Shadyac and credited writers David Seltzer, Brandon Camp, and Mike Thompson create exactly one creepy moment: a child who has flatlined suddenly, if very expectedly, comes back to life with a freaky bug-eyed expression. Shadyac works the usual ghost story motions–darkened hallways, mysterious noises, etc.–but any hoped-for jolts are telegraphed. Not that these would-be jolts are in heavy supply, for draining the scare potential is the fact that the ghost is a friendly one to say the least. Given how much is made about how Joe and Emily loved each other so, the audience knows that he’s never in any danger.
What Costner and everyone else is in constant danger of is spouting some awful dialogue. The exposition is especially clunky; take, for instance, this less-than-graceful line delivered by Joe’s neighbor (Kathy Bates) after she says something to him she shouldn’t have: “You’d think a professor of law would be a little more precise in her language.” As if we didn’t get the message loud and clear, in the next scene the Bates character actually says to Joe, “Remember, I’m a lawyer.”
At least Bates strikes the right balance of earnestness and humor in her performance; the same can’t be said for Costner.
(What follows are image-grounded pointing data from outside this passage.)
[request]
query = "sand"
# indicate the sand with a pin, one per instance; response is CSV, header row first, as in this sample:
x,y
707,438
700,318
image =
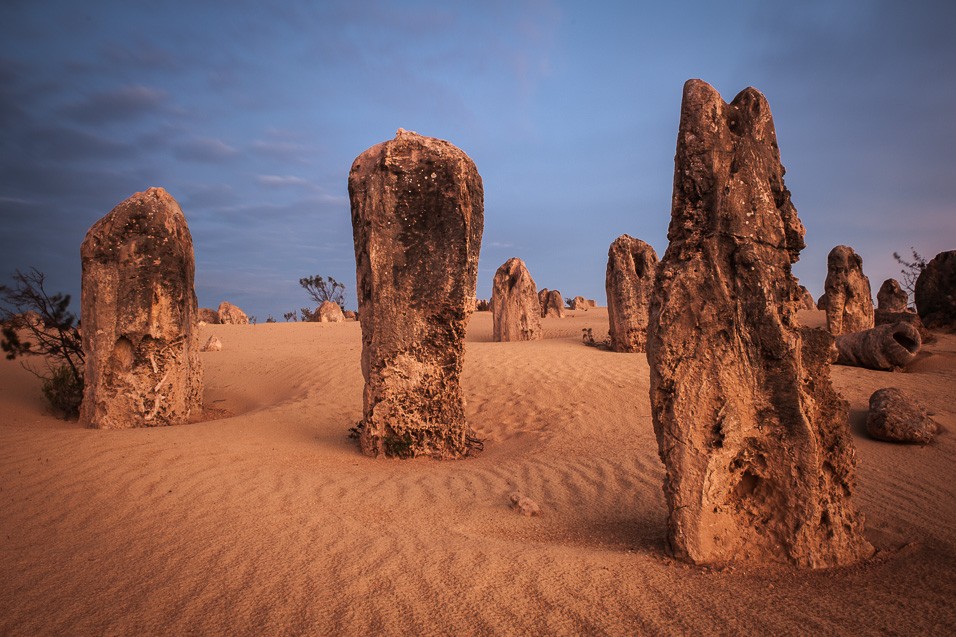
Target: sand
x,y
267,520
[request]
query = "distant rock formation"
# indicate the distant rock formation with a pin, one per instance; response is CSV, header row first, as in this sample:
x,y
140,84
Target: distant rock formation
x,y
849,300
329,312
210,317
629,279
552,303
515,308
935,292
755,442
417,217
884,347
229,314
140,317
895,417
891,297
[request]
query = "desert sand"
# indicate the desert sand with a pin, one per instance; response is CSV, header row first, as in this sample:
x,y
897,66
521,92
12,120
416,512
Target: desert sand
x,y
267,520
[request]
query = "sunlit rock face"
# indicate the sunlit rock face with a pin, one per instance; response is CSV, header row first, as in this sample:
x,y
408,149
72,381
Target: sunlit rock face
x,y
140,317
849,300
515,307
755,442
417,219
629,278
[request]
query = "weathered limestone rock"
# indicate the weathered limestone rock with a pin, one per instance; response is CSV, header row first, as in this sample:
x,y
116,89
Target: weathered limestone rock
x,y
417,218
552,303
629,279
229,314
755,441
895,417
883,347
208,316
140,327
515,309
329,312
935,291
213,344
891,297
849,300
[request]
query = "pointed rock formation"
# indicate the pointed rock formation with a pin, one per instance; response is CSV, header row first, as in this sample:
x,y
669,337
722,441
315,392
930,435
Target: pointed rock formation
x,y
629,279
140,317
935,291
755,442
515,308
849,300
417,218
552,303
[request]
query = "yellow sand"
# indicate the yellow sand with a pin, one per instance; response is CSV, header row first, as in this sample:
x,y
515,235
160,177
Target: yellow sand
x,y
268,521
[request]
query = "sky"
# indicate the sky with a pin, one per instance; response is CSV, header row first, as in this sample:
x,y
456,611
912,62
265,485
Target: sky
x,y
251,115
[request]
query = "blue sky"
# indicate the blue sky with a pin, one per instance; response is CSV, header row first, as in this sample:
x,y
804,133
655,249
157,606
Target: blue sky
x,y
251,116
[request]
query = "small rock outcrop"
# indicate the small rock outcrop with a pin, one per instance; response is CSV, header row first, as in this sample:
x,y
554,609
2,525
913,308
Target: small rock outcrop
x,y
329,312
885,347
755,441
515,308
849,300
895,417
417,218
140,317
229,314
629,279
213,344
935,292
552,303
208,316
891,297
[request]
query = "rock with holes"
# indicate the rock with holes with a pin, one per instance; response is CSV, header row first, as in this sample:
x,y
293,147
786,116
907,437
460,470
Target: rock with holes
x,y
552,303
896,417
140,318
755,441
417,217
886,347
329,312
935,292
629,278
849,300
515,308
230,314
891,297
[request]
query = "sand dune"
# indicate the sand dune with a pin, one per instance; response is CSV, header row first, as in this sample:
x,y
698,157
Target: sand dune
x,y
267,520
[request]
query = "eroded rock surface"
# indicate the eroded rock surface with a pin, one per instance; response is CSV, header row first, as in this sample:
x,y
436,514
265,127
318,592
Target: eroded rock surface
x,y
417,217
896,417
140,317
515,308
755,442
629,279
849,300
891,297
935,291
230,314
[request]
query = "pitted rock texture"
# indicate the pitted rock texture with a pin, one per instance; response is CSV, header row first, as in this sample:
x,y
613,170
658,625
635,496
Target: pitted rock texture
x,y
629,279
891,297
896,417
515,308
140,317
230,314
935,292
329,312
886,347
755,442
552,303
417,218
849,300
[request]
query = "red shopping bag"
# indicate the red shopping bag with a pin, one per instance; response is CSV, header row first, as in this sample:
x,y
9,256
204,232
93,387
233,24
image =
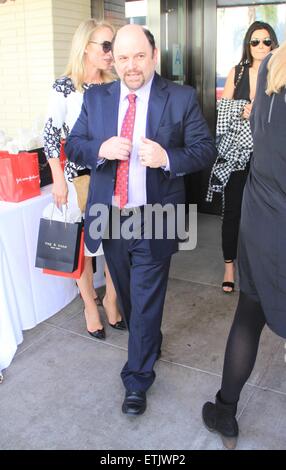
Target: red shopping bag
x,y
78,272
63,157
19,176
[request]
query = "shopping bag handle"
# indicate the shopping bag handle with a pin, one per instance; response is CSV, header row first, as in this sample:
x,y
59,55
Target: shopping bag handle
x,y
65,206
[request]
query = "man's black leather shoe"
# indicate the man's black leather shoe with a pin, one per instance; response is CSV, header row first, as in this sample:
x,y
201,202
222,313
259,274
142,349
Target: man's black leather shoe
x,y
134,403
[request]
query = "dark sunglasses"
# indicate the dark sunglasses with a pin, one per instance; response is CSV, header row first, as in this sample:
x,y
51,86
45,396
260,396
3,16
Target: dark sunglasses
x,y
255,42
106,45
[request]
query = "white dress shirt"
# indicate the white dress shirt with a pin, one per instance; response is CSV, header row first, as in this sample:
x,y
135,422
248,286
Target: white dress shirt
x,y
137,172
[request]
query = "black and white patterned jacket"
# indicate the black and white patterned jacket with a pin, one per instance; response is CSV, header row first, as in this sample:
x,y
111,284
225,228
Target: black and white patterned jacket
x,y
234,144
63,110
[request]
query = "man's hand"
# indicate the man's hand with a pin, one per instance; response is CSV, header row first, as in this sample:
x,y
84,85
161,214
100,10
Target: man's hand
x,y
115,148
151,154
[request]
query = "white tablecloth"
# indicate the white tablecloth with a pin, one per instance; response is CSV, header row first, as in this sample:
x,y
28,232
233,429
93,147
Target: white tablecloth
x,y
27,296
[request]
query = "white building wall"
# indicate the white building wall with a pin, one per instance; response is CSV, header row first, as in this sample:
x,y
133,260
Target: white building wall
x,y
35,37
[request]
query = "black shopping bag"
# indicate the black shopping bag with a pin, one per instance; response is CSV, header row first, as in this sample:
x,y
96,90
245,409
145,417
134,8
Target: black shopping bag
x,y
58,245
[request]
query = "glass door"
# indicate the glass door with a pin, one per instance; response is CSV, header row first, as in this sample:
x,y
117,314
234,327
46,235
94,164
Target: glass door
x,y
173,40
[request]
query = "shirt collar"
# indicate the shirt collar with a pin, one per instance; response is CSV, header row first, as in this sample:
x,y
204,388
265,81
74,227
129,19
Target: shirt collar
x,y
141,93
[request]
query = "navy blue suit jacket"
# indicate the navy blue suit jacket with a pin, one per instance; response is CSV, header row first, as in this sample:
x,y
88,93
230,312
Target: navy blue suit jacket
x,y
174,120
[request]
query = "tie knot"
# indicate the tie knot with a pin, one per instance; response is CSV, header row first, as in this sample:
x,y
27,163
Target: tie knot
x,y
131,98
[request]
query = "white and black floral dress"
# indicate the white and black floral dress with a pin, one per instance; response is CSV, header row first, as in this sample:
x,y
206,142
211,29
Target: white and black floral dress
x,y
64,108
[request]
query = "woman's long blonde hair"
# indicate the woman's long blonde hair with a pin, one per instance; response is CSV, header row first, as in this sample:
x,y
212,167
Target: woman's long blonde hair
x,y
276,78
75,67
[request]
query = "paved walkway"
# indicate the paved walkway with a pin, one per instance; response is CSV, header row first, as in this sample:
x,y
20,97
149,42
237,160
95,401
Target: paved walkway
x,y
63,391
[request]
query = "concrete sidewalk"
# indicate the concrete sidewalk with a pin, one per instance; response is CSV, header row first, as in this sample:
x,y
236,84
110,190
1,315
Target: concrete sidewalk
x,y
63,390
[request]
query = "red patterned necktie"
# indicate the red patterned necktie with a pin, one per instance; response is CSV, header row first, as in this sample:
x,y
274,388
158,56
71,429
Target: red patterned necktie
x,y
121,183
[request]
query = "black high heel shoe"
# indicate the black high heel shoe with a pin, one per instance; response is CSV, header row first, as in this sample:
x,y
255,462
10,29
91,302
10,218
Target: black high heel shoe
x,y
98,334
119,325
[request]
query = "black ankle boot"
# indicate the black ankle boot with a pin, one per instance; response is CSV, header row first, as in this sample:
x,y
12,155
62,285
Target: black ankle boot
x,y
220,418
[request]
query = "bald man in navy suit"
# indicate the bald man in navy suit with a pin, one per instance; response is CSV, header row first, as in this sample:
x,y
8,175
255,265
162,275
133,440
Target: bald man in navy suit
x,y
170,138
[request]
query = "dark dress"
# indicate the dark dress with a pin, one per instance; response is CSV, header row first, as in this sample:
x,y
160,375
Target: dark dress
x,y
234,188
262,240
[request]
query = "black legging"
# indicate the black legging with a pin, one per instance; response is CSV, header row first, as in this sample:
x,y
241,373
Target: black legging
x,y
241,348
231,216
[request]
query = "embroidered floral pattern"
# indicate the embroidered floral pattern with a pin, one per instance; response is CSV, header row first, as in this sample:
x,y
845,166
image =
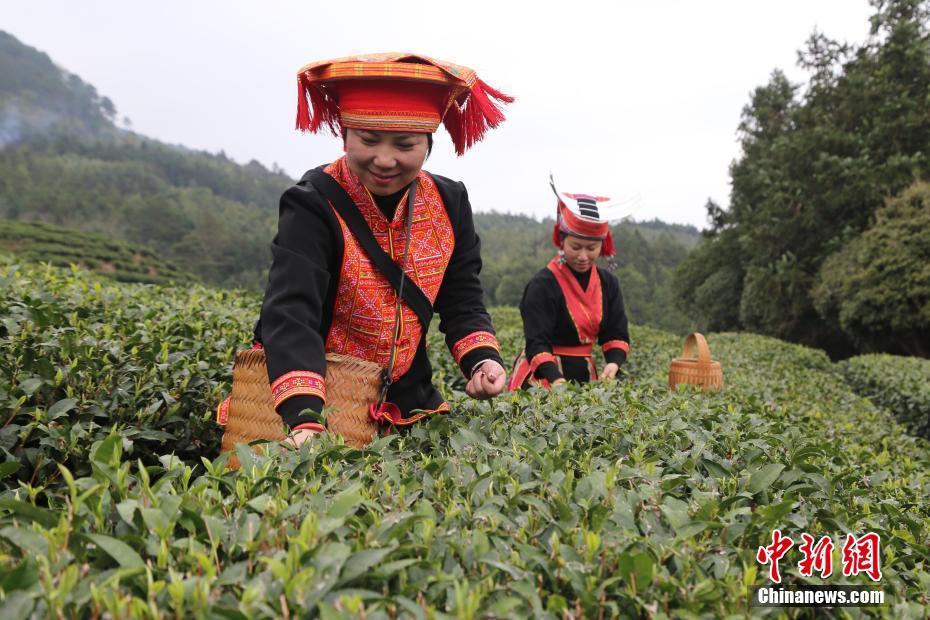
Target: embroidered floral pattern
x,y
616,344
473,341
297,383
363,313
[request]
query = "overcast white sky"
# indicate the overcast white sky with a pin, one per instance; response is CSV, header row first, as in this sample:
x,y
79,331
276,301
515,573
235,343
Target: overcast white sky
x,y
618,98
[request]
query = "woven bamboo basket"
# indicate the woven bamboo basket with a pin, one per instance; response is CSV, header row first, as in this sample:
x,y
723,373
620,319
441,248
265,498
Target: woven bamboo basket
x,y
351,386
702,371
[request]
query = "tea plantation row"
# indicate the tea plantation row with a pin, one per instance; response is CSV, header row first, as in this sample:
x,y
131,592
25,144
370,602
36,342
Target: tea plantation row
x,y
614,500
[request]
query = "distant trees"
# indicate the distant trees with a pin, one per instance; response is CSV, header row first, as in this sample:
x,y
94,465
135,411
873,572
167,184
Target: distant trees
x,y
817,163
515,247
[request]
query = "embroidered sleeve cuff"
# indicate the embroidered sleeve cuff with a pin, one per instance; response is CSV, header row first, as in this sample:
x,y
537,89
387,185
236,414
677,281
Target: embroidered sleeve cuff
x,y
541,358
474,341
547,371
301,410
297,383
477,356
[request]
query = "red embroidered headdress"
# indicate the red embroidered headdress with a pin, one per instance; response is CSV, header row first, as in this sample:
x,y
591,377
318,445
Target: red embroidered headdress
x,y
397,92
578,214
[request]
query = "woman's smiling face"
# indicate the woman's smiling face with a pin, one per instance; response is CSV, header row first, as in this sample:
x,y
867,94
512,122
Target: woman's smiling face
x,y
385,161
580,253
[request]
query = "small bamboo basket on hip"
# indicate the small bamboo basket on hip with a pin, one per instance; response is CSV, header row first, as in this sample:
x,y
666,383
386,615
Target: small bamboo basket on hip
x,y
702,371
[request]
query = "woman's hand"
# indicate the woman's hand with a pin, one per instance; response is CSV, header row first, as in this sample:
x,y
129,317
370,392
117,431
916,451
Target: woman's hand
x,y
298,437
610,371
488,381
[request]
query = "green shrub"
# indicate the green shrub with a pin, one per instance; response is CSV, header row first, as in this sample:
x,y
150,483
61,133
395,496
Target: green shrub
x,y
619,499
899,384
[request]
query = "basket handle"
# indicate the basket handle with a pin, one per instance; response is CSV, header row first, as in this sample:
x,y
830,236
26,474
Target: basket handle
x,y
703,349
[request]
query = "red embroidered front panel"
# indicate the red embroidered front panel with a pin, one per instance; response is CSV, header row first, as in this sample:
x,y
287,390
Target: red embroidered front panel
x,y
616,344
471,342
297,383
363,314
585,307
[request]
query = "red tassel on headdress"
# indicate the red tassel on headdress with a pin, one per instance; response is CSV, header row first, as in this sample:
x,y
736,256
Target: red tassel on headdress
x,y
315,107
607,247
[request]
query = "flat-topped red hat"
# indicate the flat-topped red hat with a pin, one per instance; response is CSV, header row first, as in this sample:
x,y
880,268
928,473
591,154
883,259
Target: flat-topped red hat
x,y
581,215
397,92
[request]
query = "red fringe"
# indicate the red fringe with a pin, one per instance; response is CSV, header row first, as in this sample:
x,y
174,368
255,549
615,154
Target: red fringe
x,y
315,108
303,108
469,120
607,247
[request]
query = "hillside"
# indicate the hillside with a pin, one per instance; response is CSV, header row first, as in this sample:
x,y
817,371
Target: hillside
x,y
215,218
47,243
825,238
618,500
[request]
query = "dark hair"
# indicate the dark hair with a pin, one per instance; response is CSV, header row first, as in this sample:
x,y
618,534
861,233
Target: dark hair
x,y
429,141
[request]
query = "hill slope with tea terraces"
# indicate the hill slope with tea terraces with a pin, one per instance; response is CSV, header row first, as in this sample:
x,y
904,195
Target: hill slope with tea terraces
x,y
612,500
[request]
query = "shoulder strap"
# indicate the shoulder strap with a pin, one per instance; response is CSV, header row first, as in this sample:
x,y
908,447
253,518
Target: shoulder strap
x,y
347,209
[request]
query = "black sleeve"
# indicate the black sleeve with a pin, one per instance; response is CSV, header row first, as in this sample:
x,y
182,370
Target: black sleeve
x,y
614,326
460,300
302,259
538,310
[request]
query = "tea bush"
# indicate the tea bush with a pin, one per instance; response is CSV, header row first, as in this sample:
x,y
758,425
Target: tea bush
x,y
899,384
618,499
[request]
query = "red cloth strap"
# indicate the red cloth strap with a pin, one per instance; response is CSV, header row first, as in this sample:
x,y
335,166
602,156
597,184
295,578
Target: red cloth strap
x,y
616,344
585,307
222,412
579,350
389,414
539,359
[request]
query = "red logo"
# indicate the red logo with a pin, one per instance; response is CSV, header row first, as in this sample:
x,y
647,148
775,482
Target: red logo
x,y
817,557
861,555
773,553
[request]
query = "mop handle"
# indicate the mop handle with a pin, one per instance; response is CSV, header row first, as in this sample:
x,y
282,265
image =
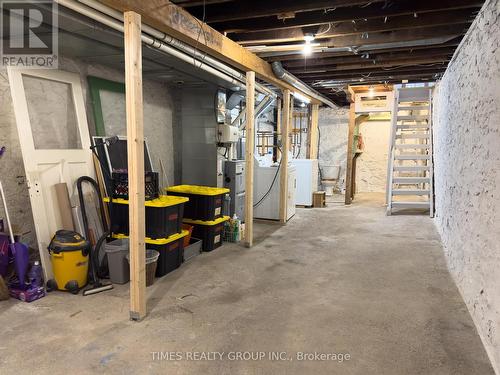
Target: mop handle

In keeping with Shadyac’s “more is more” manifesto, he overdoes Joe’s increasing hysteria. But leave it to Costner to overact and somehow be insufferably dour at the same time. It’s performances like these that make it so easy to forget that, when he wants to, Costner can indeed act and be an appealing star. One wonders, though, based on his recent work like “Dragonfly,” that Costner himself has forgotten how to hold the screen.